Visualizing what goes into the explainer video script
What’s important is that we can see the arguments we’ll be presenting. At the top, is the one thing, expressed in very few words, the viewer should take away. That’s our five- second elevator pitch.
Below that, in different shades of unlovely colors, are boxes containing what we would say if we had a little more time in the elevator. Below that are boxes listing key pieces of evidence for our top claims. In the end, we don’t want to bring out our points in this PowerPoint-y structure. The explainer video script itself needs to come across as an interesting story. But we will make sure the story ticks all these boxes.
The white box that ended up at the bottom of the diagram is significant. It says “look at this great report” and refers to a user interface screen we want to build up to as early as possible in the video because it’s something prospects are known to respond to with interest.
What matters is the discipline used to present your technology solution
Microsoft’s interface for constructing this type of diagram — obviously intended for organization charts — severely limits your creative options. That’s a good thing because it forces you to keep things simple and short. Basically it amounts to listing your points just as you might in Word or PowerPoint outline view. You can promote or demote items, move them up or down. That’s about it.

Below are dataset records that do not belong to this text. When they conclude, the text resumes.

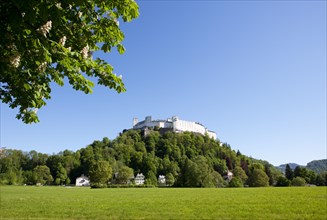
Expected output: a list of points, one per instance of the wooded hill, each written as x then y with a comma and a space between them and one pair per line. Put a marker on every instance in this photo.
186, 159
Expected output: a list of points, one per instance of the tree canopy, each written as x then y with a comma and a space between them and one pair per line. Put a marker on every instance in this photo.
47, 41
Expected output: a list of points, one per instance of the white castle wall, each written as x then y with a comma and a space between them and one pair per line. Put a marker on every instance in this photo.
176, 124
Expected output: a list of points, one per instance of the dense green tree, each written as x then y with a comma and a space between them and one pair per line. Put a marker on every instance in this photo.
124, 175
236, 182
151, 179
240, 173
61, 177
258, 178
218, 180
170, 180
100, 173
321, 179
46, 41
187, 160
42, 175
283, 181
289, 172
298, 181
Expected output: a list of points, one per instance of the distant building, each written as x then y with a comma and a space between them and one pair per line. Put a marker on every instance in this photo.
174, 124
139, 179
82, 181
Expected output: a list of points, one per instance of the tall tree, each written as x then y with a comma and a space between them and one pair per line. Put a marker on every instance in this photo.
289, 172
42, 175
46, 41
258, 178
100, 173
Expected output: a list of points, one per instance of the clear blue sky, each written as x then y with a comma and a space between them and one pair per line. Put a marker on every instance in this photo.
253, 71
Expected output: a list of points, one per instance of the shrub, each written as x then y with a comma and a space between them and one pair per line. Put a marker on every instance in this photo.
283, 181
236, 182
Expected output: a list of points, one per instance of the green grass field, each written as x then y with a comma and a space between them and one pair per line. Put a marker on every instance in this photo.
27, 202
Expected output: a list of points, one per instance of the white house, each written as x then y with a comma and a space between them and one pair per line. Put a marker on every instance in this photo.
139, 179
82, 181
175, 124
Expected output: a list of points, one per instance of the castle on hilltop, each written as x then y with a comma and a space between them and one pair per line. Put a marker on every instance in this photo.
173, 124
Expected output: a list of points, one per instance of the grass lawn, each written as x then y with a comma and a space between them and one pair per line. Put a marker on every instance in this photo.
30, 202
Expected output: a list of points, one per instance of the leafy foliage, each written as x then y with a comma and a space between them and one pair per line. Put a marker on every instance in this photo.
319, 166
47, 41
186, 159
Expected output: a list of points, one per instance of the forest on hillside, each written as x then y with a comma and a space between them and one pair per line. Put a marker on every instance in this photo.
186, 159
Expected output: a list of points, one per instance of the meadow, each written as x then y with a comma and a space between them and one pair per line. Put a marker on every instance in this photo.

But when you see it as a tree diagram, it becomes powerfully precise. You can question whether these are the best pieces of evidence to support your claims — and start to think about how they can be visualized. Again, it’s not a plot outline. But, as you jump from box to box in the course of constructing the best linear story you can, you’ll be sure to cover every important piece of evidence that will make your solution — and your explainer video — stand out from the crowd.